Sterminator ha detto:


> Guarda con questo paragone dimostri come il tuo cervello dalla chiesa (minuscolo n.d.r.) sia stato non soltanto lavato ma anche candeggiato...:mrgreen:
> 
> la musica suscita determinate sensazioni senza mediazioni di sorta, senza filtri...arriva direttamente....se suoni meccanicamente o con l'espressione anche uno che non conosce la musica se ne accorge, la tua chiesetta invece per secoli ha VIETATO la lettura delle sacre scritture autonomamente ma solo con l'ausilio del prevosto che doveva darti lui la pappetta gia' masticata e digerita, fino a Martin Lutero almeno...
> 
> ...


Mi dispiace ma non funziona affatto così...forse per la musica leggera...ma per quella colta no eh?
Ma ti capisco tu hai il retaggio comune...
Leggiti che so i libri di Fubini sull'estetica musicale, poi ne riparliamo.
Perfino la chiesa ti spaventa...
Andiamo bene...
C'è qualcosa che non sia minaccioso per te?
Tanto le porte degli inferi non prevarranno contro di essa...
Lei appunto è casta e meretrix...


----------



## Sterminator (11 Gennaio 2011)

contepinceton ha detto:


> Mi dispiace ma non funziona affatto così...forse per la musica leggera...ma per quella colta no eh?
> Ma ti capisco tu hai il retaggio comune...
> Leggiti che so i libri di Fubini sull'estetica musicale, poi ne riparliamo.
> Perfino la chiesa ti spaventa...
> ...


E quindi uno che apprezza oltre la musica leggera anche Mozart che hai postato per es. e non e' diplomato al conservatorio e' un abusivo rejetto?

:rotfl::rotfl::rotfl:

Se invece per te la musica colta e' la dodecafonica. te la lascio tutta, non mi e' affine...:mrgreen:

vedo che insisti e mi cataloghi anche la chiesa tra le mie paure...mi da solo al cazzo che infinocchi i coglioni, anche me da giovane che ignoravo e che costi 10 miliardi di euro all'anno alla collettivita' italica e che potrebbe impiegare molto meglio questi soldi....

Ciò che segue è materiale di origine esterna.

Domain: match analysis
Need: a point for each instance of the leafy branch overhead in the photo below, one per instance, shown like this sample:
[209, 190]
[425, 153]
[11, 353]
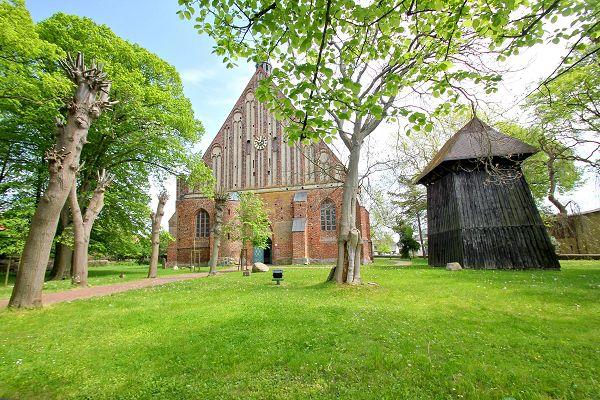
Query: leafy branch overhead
[346, 60]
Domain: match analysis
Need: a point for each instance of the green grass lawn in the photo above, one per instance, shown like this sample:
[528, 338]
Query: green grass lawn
[420, 333]
[99, 275]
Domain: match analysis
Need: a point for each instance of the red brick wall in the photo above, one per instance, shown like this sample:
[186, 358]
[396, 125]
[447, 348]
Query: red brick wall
[313, 244]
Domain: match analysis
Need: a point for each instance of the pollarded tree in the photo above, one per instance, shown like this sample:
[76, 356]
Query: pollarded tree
[90, 99]
[150, 131]
[343, 67]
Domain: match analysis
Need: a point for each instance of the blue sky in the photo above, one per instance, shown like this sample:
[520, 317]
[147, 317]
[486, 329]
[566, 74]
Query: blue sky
[213, 89]
[153, 24]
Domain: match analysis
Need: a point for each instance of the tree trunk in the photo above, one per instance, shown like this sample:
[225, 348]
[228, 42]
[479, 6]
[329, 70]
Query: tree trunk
[349, 236]
[220, 203]
[62, 262]
[7, 271]
[91, 97]
[552, 187]
[62, 253]
[155, 238]
[82, 227]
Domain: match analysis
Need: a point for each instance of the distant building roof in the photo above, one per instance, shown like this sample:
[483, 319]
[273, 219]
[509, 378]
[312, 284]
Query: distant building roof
[477, 140]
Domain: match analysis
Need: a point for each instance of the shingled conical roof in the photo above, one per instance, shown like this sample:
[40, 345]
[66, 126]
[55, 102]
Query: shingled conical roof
[477, 140]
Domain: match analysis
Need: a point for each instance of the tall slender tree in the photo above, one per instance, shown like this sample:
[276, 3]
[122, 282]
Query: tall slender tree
[220, 204]
[156, 218]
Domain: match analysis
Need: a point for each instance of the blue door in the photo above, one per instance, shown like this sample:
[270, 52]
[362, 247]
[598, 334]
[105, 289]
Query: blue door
[258, 255]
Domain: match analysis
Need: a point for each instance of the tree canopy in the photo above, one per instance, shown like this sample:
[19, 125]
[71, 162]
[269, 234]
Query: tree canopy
[148, 134]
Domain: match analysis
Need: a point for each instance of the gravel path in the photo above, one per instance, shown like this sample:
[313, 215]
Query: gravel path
[97, 291]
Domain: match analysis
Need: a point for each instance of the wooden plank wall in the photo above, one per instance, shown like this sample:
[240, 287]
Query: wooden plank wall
[486, 225]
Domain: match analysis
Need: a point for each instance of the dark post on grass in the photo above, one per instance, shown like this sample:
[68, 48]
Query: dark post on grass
[277, 275]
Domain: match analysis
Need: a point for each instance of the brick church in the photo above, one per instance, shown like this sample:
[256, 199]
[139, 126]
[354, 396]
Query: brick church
[301, 186]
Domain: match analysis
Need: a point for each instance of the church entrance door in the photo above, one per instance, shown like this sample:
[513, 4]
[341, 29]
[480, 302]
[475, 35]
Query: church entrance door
[262, 255]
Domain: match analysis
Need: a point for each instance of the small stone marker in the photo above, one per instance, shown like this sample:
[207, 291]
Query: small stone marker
[453, 267]
[259, 267]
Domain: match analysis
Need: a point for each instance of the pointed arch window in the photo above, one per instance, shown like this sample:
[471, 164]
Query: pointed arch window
[328, 222]
[202, 224]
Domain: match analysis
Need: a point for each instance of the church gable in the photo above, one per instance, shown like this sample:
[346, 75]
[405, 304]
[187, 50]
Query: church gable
[250, 151]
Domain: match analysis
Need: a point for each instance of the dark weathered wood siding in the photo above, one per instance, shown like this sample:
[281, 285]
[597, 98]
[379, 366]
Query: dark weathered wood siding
[485, 225]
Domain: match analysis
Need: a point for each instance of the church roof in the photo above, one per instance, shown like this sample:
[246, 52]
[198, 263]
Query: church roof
[477, 140]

il concetto e': te sei un sostenitore della chiesa?, bene pagatela e sostienila solo con i tuoi soldi e non anche con i miei presi coattivamente e non spontaneamente...

serve una laurea o un diploma al conservatorio per comprenderlo?


----------



## Simy (11 Gennaio 2011)

Sterminator ha detto:


> E quindi uno che apprezza oltre la musica leggera anche Mozart che hai postato per es. e non e' diplomato al conservatorio e' un abusivo rejetto?
> 
> :rotfl::rotfl::rotfl:
> 
> ...


 sei uno spettacolo!!!!!!! giusto giusto giusto!! sono d'accordo con te! grande! :up:


----------



## contepinceton (11 Gennaio 2011)

Sterminator ha detto:


> E quindi uno che apprezza oltre la musica leggera anche Mozart per es. e non e' diplomato al conservatorio e' un abusivo rejetto?
> 
> :rotfl::rotfl::rotfl:
> 
> ...


Mah vedi...tu mi fai sorridere proprio per la leggerezza con cui affronti gli argomenti...
Non capisci eh?
Io non sono nè un sostenitore, nè un demolizzatore della realtà chiesa.
Esiste e non ci puoi fare niente.
Come tutte le cose ha pregi e difetti, meriti e demeriti.
Una storia fatta di cose orribili e gloriose.
Cioè se non frequenti la chiesa...come fai a parlarne?
Vedi...Stermì, vuoi conoscere la chiesa?
Ok...leggiti il manifesto, ma anche l'osservatore romano.
Non leggere sempre e solo quello che corrobora la tua sensibilità e le tue opinioni...ti limiti da matti così eh?
Poi a me pare che oramai la chiesa e la religione cattolica abbiano un ruolo così marginale nella vita degli italiani che non dovrebbe essere così preoccupante...
Sulla musica non è tanto il diploma che discrimina, ma il talento...e quello si affina solo con l'esperienza...e la pratica...


----------



## Alce Veloce (11 Gennaio 2011)

Simy ha detto:


> sei uno spettacolo!!!!!!! giusto giusto giusto!! sono d'accordo con te! grande! :up:


Occhio Simy che poi Stermy si monta la testa.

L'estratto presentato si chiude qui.